A - O despacho recorrido violou os artigos 2004º do Código Civil e 3°, n° 3, do Código Processo Civil. Porquanto,
B- Decidiu o Meritíssimo Juiz fixar o desconto mensal global no vencimento do requerido no valor de 206,06€, tendo procedido à imediata notificação da entidade patronal do recorrente.
C- O que aconteceu sem que o mesmo tivesse sequer hipótese de exercer o contraditório.
D- O valor supra referido foi calculado pelo Tribunal a quo tendo em conta a situação do recorrente há data da celebração do acordo com a mãe da menor - Setembro de 2016.
E- Compulsados aos autos verifica-se que o Tribunal a quo já tinha tido conhecimento, em momento anterior ao presente despacho, das alegações do recorrente apresentadas no apenso D (conforme consta referenciado na conclusão de 08.03.2017, com a referência nº 74733832).
F- Pelo que, teve também conhecimento da prova documental junta e bem assim a justificação do seu atraso - aparecimento de doença ocorrida desde Dezembro de 2016.
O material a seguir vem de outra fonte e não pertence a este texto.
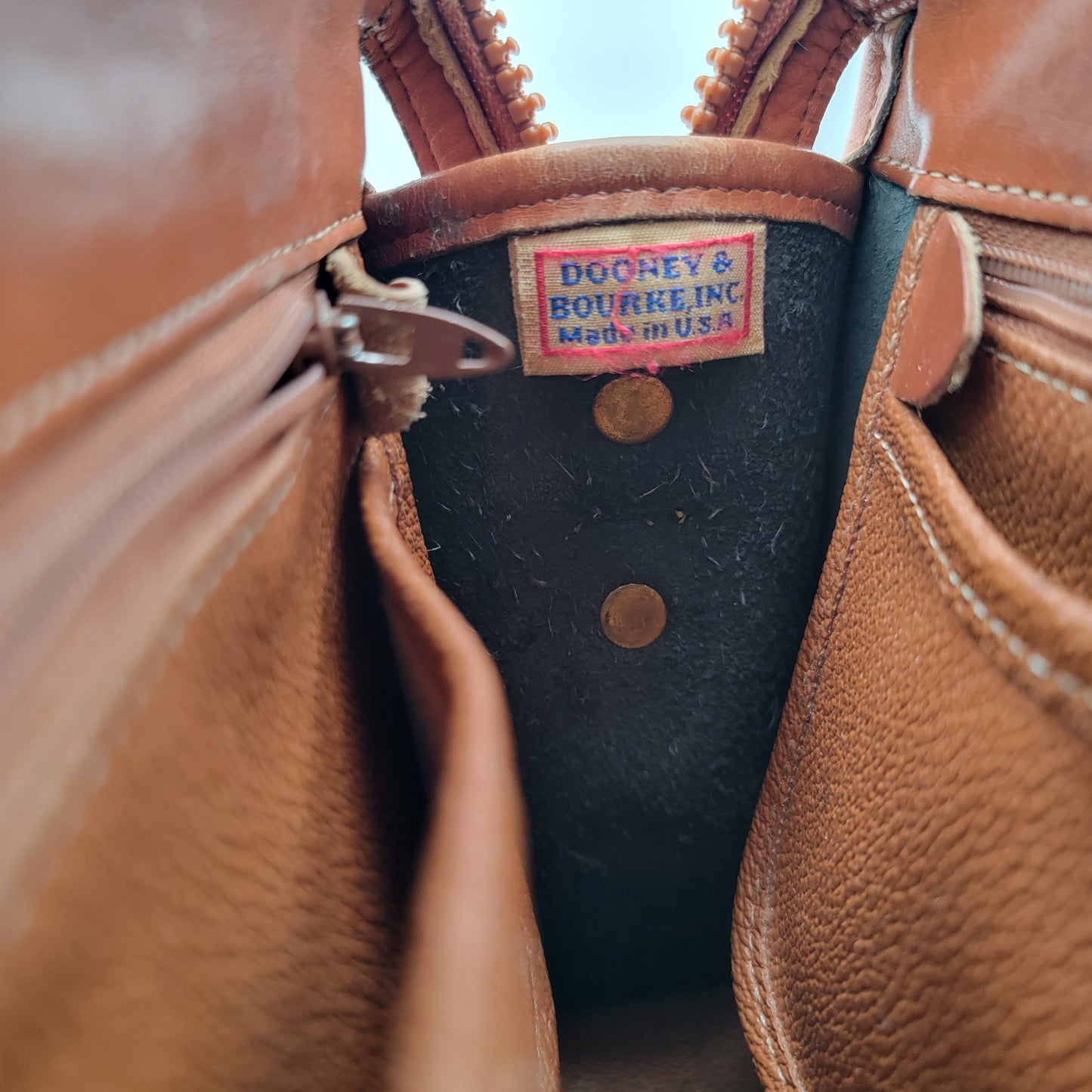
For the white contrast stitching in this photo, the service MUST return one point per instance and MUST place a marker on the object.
(33, 407)
(1035, 663)
(1077, 393)
(1080, 203)
(751, 959)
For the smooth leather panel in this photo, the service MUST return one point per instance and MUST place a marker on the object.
(163, 164)
(475, 1013)
(995, 108)
(586, 181)
(230, 914)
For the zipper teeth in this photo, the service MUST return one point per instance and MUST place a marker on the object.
(497, 54)
(1065, 281)
(728, 63)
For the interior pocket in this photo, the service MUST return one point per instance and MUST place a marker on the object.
(1018, 432)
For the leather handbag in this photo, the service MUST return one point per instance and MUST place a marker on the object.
(610, 615)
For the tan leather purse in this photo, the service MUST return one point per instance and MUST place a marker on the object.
(312, 778)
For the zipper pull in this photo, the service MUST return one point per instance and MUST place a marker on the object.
(414, 341)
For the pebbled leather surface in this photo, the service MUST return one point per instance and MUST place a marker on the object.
(640, 767)
(1019, 435)
(474, 1007)
(911, 907)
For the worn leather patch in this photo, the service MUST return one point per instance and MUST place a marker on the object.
(638, 296)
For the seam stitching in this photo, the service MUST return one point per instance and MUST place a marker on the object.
(1015, 645)
(1077, 393)
(924, 227)
(1077, 200)
(836, 54)
(672, 190)
(29, 409)
(389, 57)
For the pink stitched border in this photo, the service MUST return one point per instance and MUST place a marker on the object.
(728, 339)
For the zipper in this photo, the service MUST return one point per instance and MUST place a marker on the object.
(729, 63)
(1037, 273)
(495, 56)
(1040, 289)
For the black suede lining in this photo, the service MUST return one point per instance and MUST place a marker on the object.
(641, 768)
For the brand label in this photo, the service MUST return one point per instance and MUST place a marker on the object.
(630, 296)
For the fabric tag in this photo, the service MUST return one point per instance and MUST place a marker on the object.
(638, 296)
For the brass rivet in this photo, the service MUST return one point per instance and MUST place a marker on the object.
(633, 616)
(633, 409)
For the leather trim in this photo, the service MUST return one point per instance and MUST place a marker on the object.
(475, 1009)
(601, 181)
(422, 76)
(994, 110)
(806, 80)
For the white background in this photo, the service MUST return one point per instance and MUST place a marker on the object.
(606, 68)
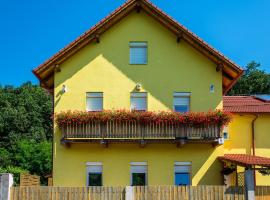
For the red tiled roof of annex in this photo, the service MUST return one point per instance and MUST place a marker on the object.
(245, 104)
(246, 160)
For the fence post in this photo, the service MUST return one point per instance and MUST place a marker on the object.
(129, 193)
(6, 182)
(249, 184)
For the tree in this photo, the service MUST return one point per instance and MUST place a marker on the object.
(25, 129)
(254, 81)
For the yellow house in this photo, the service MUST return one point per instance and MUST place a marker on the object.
(138, 58)
(248, 133)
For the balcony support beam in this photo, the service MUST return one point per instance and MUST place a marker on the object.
(142, 143)
(180, 143)
(104, 143)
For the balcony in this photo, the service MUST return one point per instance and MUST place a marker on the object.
(132, 131)
(142, 128)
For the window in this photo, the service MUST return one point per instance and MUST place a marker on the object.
(181, 101)
(225, 133)
(94, 174)
(182, 173)
(94, 101)
(138, 53)
(138, 173)
(138, 101)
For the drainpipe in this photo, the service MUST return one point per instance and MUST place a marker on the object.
(253, 133)
(253, 142)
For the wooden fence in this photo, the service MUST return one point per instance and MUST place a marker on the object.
(67, 193)
(188, 193)
(139, 193)
(29, 180)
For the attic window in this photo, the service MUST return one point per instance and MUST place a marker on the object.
(138, 53)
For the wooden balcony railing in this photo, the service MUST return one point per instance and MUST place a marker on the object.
(136, 131)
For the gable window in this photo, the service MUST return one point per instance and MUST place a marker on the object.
(182, 172)
(94, 174)
(138, 173)
(138, 101)
(94, 101)
(138, 53)
(181, 101)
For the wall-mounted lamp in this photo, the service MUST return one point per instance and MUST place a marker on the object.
(64, 89)
(138, 86)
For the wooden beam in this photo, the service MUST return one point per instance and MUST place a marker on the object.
(104, 143)
(179, 37)
(180, 143)
(142, 143)
(97, 38)
(219, 67)
(57, 68)
(138, 7)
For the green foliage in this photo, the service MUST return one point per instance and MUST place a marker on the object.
(16, 171)
(254, 81)
(25, 129)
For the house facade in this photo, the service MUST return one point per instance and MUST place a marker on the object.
(139, 59)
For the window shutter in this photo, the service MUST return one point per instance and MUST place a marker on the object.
(94, 101)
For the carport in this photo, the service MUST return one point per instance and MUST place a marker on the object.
(251, 163)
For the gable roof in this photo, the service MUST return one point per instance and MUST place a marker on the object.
(231, 72)
(245, 104)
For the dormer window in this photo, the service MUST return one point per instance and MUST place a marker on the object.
(138, 53)
(94, 101)
(138, 101)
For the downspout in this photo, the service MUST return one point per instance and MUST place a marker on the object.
(253, 142)
(253, 134)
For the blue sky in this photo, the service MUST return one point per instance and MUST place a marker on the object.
(31, 31)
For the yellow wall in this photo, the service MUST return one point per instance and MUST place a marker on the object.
(104, 67)
(172, 67)
(240, 139)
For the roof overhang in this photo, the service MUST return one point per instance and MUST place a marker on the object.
(245, 160)
(230, 71)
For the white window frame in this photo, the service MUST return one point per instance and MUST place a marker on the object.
(138, 95)
(186, 95)
(94, 165)
(183, 164)
(94, 95)
(138, 164)
(138, 44)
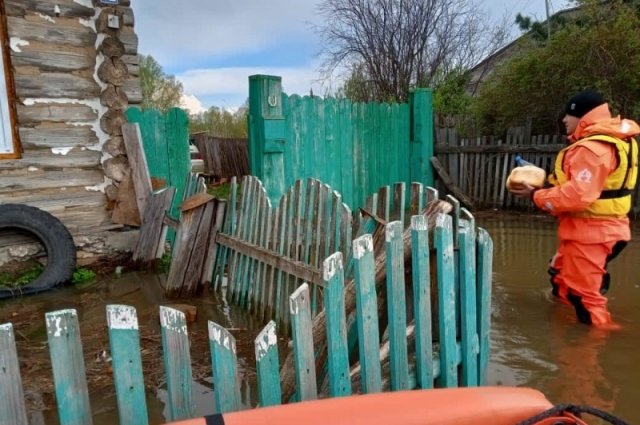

G - O atraso no cumprimento coincide com a data do seu inesperado internamento do recorrente - 06.12.2016.
H- Internamento este que conduziu à incapacidade temporária para o trabalho, conforme documentos já juntos no apenso D, nos juntos nestes autos com o requerimento apresentado a 23.03.2017 (referência nº 25257377), e ainda nos entretanto juntos pela sua entidade patronal a 30.03.2017 ( referência nº 3799763).
I - Assim, e não se tendo o Tribunal pronunciado ainda sobre o requerimento apresentado a 23.03.2017, vem o recorrente interpor o presente recurso.
J - Entende o recorrente que para além do mesmo não ter exercido o direito ao contraditório sobre a sua mora no cumprimento, não se atendeu (face aos elementos já existentes nos autos) ao disposto no artigo 2004º do Código Civil.
K- O valor a descontar deveria ter sido aferido de forma equitativa e atentas as circunstâncias concretas do caso, e não a uma situação económica que remonta a Setembro de 2016.
L - A qual sofreu graves alterações por factos não imputáveis sequer ao recorrente - a sua saúde - e que se encontram devidamente documentadas.
M - Não foram, assim, consideradas as receitas (neste momento apenas o subsídio de doença pela sua incapacidade temporária) e as despesas do obrigado, ora recorrente, a fim de salvaguardar um mínimo de auto - sobrevivência ou reserva mínima de auto - sobrevivência.
N- Razão pela qual violou o Tribunal a quo com o seu despacho, os artigos 2004º do Código Civil e 3°, n° 3, do Código Processo Civil.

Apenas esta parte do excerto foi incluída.